Le parti pour la démocratie et la jeunesse (PDJ) a animé une conférence de presse le dimanche 26 juillet 2020.  Il était question de faire le bilan des travaux du deuxième congrès tenu le samedi 26 juillet et donné sa lecture sur la situation nationale notamment les attaques terroristes, la fronde sociale et la tenue des élections à la date prevue.

Le Président du PDJ délivrant sa déclaration liminaire

A l’issue des travaux de son congrès le PDJ, membre de l’APMP, a jugé bon de soutenir la candidature du président Roch KABORE à l’élection présidentielle du 22 novembre prochain.
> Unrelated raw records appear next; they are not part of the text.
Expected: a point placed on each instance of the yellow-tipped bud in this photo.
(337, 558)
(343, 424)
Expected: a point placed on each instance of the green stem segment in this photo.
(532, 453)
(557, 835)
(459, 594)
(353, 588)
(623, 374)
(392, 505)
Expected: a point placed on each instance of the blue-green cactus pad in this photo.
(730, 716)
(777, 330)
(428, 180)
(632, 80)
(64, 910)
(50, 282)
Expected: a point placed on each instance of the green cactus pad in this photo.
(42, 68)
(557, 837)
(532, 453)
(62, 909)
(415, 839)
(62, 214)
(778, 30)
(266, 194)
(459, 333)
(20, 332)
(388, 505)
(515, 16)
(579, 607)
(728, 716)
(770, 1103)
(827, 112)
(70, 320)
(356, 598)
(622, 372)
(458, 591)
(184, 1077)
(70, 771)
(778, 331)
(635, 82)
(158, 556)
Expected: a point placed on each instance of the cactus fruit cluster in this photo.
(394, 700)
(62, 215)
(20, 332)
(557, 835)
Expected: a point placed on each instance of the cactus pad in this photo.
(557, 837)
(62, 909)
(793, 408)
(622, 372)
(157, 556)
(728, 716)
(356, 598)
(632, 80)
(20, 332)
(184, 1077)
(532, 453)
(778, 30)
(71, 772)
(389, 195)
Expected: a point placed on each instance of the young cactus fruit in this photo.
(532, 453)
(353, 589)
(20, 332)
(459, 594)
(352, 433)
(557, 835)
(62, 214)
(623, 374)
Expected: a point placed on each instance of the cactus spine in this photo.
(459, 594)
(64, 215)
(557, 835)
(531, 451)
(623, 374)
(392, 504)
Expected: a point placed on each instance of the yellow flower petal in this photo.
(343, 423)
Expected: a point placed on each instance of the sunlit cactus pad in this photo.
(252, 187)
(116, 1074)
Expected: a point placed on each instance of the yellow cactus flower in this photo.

Mais le PDJ s’est fixé deux objectif à savoir, couvrir toutes les listes provinciales et la liste nationale dans l’espoir d’obtenir au moins sept (07) élus nationaux au soir du scrutin du 22 novembre 2020. Par ailleurs il invite le gouvernement à prendre des dispositions nécessaires pour la tenue à bonne date des élections présidentielles et législatives.

Halidou OUEDRAOGO président du PDJ

La situation sécuritaire étant préoccupante, le PDJ à travers son programme de société dénommé  « la termitière », préconise qu’on mette en pratique sa proposition qui consiste à combiner une approche armée et une approche non armée. Si l’approche par les armes consiste à utiliser les armes pour défendre et repousser les terroristes, l’approche non armée consistera à mettre en place un désarmement, de démobilisation et réintégration (DDR) afin de récupérer une partie de la jeunesse sous le contrôle des terroristes. Sur la cohésion sociale, le PDJ exige une révision du contrat sociale au Burkina Faso pour avoir les éléments d’exclusion et ajouter des éléments catalyseurs.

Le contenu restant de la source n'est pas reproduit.